Tuesday, September 7, 2010

Bubble, bubble: coming to a campus near you

The impending toil and trouble on college campuses may well dward that in housing. Carpe Diem:
The chart illustrates a much, much bigger bubble than the real estate bubble - the "higher education bubble" - based on an annual comparison of the CPI, median new home prices and the CPI for "College Tuition and Fees" (data here).  

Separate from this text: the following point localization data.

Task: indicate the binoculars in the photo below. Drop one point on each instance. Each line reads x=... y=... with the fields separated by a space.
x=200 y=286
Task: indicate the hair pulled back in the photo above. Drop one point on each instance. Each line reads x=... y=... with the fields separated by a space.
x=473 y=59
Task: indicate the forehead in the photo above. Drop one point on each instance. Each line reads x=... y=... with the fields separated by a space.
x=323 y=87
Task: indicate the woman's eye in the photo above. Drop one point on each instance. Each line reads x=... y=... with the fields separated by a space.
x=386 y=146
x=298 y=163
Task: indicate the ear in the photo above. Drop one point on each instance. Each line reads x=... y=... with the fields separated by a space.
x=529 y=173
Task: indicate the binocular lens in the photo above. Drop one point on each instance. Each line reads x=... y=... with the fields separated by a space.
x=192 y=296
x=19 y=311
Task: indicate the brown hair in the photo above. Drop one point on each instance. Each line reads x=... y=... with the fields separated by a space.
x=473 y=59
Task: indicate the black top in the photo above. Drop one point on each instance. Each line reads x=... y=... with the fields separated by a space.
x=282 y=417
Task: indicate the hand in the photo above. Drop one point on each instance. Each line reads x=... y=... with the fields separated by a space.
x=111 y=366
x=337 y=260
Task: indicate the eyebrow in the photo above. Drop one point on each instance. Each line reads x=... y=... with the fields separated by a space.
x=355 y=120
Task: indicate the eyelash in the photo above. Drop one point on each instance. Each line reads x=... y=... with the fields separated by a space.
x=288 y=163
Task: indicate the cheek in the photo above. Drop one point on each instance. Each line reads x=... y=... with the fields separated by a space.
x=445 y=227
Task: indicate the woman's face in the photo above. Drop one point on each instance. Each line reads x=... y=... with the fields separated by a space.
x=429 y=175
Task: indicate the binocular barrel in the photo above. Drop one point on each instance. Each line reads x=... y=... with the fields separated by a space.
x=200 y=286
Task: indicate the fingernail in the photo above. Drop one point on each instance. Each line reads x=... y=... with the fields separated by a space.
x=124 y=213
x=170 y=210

Note that the housing bubble resulted from about a 4-time increase in home prices between 1978 and 2006, and college tuition has now increased by more than twice that amount since 1978 - it's gone up by more than a factor of ten times.  The college tuition bubble makes the housing price bubble seem pretty lame by comparison.
What does the bubble look like on a personal level? Glenn Reynolds:
A New York Times profile last week described Courtney Munna, a 26-year-old graduate of New York University with nearly $100,000 in student loan debt -- debt that her degree in Religious and Women's Studies did not equip her to repay. Payments on the debt are about $700 per month, equivalent to a respectable house payment, and a major bite on her monthly income of $2,300 as a photographer's assistant earning an hourly wage.
And, unlike a bad mortgage on an underwater house, Munna can't simply walk away from her student loans, which cannot be expunged in a bankruptcy. She's stuck in a financial trap.
Pretty much like the housing market, easy money, given to people who can't afford it, has created a bubble.